Emsal Mahkeme Kararı İstanbul Bölge Adliye Mahkemesi 45. Hukuk Dairesi 2020/1495 E. 2021/40 K. 20.01.2021 T.

Görüntülediğiniz mahkeme kararı kesinleşmiş bir karardır.

T.C.
İSTANBUL
BÖLGE ADLİYE MAHKEMESİ
45. HUKUK DAİRESİ
DOSYA NO: 2020/1495
KARAR NO: 2021/40
T Ü R K M İ L L E T İ A D I N A
İ S T İ N A F K A R A R I
İNCELENEN KARARIN
MAHKEMESİ: İstanbul Anadolu 2. ASLİYE TİCARET MAHKEMESİ
ESAS NO: 2019/486 Esas
KARAR NO: 2019/1240
KARAR TARİHİ: 19/12/2019
DAVA: KONKORDATO (Adi Konkordatodan Kaynaklanan (İİK 285 İla 308/h))
KARAR TARİHİ: 20/01/2021
İstinaf incelemesi için dairemize gönderilen dosyanın ilk incelemesi tamamlanmış olmakla, HMK 353. ve 356. maddeleri gereğince dosya içeriğine göre duruşma yapılmasına gerek görülmeden dosya üzerinde yapılan inceleme sonucu
G E R E Ğ İ D Ü Ş Ü N Ü L D Ü:
DAVA Davacı vekili dava dilekçesinde özetle; müvekkilinin ödeme güçlüğüne düştüğünden bahisle, İİK 285 ve TTK 286 maddeleri hükümleri gereği müvekkili hakkında alacaklarıyla konkordato akdetmesini sağlamak amacı ile konkordato mühleti verilmesini dava ve talep etmiştir.

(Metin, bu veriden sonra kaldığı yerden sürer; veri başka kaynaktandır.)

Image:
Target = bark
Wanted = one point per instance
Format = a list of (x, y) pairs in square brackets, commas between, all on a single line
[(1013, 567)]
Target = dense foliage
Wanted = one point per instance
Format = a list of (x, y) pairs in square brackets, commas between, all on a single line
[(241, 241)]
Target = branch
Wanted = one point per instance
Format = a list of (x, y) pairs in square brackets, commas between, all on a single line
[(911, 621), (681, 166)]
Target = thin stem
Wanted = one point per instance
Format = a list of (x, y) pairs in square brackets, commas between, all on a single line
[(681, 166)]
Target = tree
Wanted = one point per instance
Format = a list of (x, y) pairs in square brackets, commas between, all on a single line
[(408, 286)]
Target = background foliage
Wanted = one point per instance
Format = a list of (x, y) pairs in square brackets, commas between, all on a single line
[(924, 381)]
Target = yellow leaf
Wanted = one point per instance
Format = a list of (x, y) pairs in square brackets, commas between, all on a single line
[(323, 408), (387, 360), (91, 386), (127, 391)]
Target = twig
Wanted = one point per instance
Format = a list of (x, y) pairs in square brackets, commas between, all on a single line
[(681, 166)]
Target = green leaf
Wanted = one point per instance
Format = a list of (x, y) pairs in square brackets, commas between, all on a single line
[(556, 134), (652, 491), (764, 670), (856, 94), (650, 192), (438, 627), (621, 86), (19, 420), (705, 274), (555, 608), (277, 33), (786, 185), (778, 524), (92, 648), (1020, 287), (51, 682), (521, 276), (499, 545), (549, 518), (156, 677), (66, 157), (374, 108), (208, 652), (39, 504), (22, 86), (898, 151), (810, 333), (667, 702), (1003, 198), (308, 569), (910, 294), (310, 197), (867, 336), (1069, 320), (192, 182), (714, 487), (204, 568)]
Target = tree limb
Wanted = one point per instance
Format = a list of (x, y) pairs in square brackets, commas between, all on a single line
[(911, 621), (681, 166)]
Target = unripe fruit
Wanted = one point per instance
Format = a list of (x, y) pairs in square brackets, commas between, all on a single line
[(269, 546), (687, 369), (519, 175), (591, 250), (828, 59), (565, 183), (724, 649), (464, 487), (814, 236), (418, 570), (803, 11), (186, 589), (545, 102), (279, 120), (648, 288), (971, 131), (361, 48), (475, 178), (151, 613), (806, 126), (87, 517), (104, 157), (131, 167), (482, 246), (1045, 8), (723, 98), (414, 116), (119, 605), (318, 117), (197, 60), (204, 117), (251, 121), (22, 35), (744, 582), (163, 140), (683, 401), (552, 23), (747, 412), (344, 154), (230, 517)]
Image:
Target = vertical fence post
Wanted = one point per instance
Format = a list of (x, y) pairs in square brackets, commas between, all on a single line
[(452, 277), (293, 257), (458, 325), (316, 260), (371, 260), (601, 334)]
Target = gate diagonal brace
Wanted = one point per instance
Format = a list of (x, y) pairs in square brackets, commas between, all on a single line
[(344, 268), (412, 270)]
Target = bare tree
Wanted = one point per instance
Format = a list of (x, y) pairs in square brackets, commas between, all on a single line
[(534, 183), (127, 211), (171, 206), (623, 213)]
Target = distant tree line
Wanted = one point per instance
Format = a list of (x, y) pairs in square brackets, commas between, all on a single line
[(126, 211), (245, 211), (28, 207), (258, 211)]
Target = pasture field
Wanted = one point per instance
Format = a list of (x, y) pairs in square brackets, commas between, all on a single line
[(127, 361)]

İLK DERECE MAHKEMESİ KARARI Mahkemece ”…Konkordato komiserleri tarafından ibraz olunan nihai raporlarında davacı şirketin rayiç değerlerin tespiti konusunda yapılan bilirkişi incelemesi sonucunda ibraz olunan raporlarda dikkate alınmak suretiyle davacı şirketin rayiç değerlere göre 31.10.2019 tarihi itibariyle (-) 4.922.402,15 TL borca batık durumda bulunduğu, davacı teklifinin hem tenzilat ve hemde vade konkordatosu olduğunu, şirket sermaye artırımı öngörülmüş ise de bu artırımın hangi kaynaktan ödeneceğinin açık ve net olmadığı, konkordato komiserliği heyetince konkordatonun başarıya ulaşma ihtimalinin bulunmadığı belirtilmiş, rapor mahkememizce de benimsenmiştir. Tüm dosya kapsamı birlikte değerlendirildiğinde ; davacı şirketin borca batık durumda bulunduğu ve sunulan konkordato projesinin ciddi ve inandırıcı bulunmadığı belirlendiğinden” gerekçesiyle konkordato tasdikine ilişkin davasının reddine davacı şirketin iflasına dair karar verilmiştir.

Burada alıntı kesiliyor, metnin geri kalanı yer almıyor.